By Sarah Lindenfeld Hall
On any given day, the 20 interns in NC State’s Campus as a Classroom program might be anywhere on campus — measuring the microbial composition of compost piles, researching how to integrate more electric vehicles into the university’s fleet or handing out potted basil plants at a Wolfpack baseball game.
Launched in fall 2021, the program matches undergraduate and graduate students with faculty or staff-led sustainability projects. Through their work, interns help make NC State more environmentally friendly while bolstering their professional skills through real-world training and workshops. “They’re very motivated . . . and they’re very passionate about these projects they’re working on,” says Jessica Bast, a coordinator in NC State’s sustainability office who leads the program.
Claire Henson ’22, who will receive her master’s degree in textile engineering in May, is in her second year as an intern in the athletics department. Her tasks have included updating the department’s website to highlight its sustainability efforts and developing sustainability activities for every varsity sport — from those basil plant giveaways to helping create a video about the favorite outdoor spaces of members of the men’s basketball team.

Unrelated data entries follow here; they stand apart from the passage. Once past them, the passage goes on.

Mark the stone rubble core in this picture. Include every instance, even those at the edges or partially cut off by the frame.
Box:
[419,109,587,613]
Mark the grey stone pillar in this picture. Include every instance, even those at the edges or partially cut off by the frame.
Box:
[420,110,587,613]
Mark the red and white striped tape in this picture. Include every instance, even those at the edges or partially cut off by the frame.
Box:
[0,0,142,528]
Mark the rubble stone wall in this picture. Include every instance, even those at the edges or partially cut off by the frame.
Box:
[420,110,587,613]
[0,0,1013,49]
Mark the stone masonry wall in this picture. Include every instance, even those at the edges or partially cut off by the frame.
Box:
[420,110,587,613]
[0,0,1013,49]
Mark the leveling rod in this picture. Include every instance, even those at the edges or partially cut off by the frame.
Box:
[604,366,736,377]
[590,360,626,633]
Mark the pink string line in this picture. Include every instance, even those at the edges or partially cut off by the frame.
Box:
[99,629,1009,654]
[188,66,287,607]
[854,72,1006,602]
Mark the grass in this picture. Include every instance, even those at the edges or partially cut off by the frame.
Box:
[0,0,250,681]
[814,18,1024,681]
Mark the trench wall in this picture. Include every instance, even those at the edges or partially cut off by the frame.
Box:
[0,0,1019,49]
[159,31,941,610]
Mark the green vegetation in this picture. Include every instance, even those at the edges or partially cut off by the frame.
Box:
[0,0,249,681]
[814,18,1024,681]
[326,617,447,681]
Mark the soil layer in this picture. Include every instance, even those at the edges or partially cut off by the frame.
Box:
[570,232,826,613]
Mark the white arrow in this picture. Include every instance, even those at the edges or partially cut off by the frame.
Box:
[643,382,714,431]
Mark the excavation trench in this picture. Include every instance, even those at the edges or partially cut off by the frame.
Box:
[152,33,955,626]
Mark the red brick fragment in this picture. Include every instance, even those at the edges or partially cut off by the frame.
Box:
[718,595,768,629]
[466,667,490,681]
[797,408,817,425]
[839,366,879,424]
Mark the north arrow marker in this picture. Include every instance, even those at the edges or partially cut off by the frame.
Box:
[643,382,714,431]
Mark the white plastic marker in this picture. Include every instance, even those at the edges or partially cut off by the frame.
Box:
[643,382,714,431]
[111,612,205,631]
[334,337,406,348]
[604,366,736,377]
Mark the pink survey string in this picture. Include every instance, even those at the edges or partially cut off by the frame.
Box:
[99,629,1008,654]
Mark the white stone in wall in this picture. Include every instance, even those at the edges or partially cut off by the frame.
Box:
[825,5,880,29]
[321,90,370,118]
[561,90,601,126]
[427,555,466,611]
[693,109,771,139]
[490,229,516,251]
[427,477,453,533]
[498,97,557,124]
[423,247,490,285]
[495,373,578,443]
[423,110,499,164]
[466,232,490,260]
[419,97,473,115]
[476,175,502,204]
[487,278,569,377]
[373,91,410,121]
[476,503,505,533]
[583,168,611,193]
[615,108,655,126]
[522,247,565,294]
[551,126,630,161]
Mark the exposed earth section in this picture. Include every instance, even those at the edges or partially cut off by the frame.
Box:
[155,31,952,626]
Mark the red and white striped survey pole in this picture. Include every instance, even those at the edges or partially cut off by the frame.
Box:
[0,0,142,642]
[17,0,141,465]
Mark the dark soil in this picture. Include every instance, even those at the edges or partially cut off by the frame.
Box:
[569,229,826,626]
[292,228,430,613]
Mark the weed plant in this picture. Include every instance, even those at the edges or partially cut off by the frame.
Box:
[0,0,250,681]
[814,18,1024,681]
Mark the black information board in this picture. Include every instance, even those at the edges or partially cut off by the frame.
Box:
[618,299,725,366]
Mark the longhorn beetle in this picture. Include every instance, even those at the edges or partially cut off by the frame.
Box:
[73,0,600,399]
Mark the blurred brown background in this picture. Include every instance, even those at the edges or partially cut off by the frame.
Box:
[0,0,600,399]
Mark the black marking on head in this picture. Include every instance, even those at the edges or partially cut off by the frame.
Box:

Henson, 22, of Hickory, N.C., hopes to eventually develop sustainable textiles for the sports or outdoors industry. That will require her to lean on the scientific skills she’s learning in the classroom. But convincing people to seek out more environmentally friendly products is important, too. And those are the skills she’s gaining through the internship.
. . . what really connects with people is finding something that they want to preserve . . .
“I found that what really connects with people,” she says, “is finding something that they want to preserve and realizing that if they don’t do something about it then they could lose it.”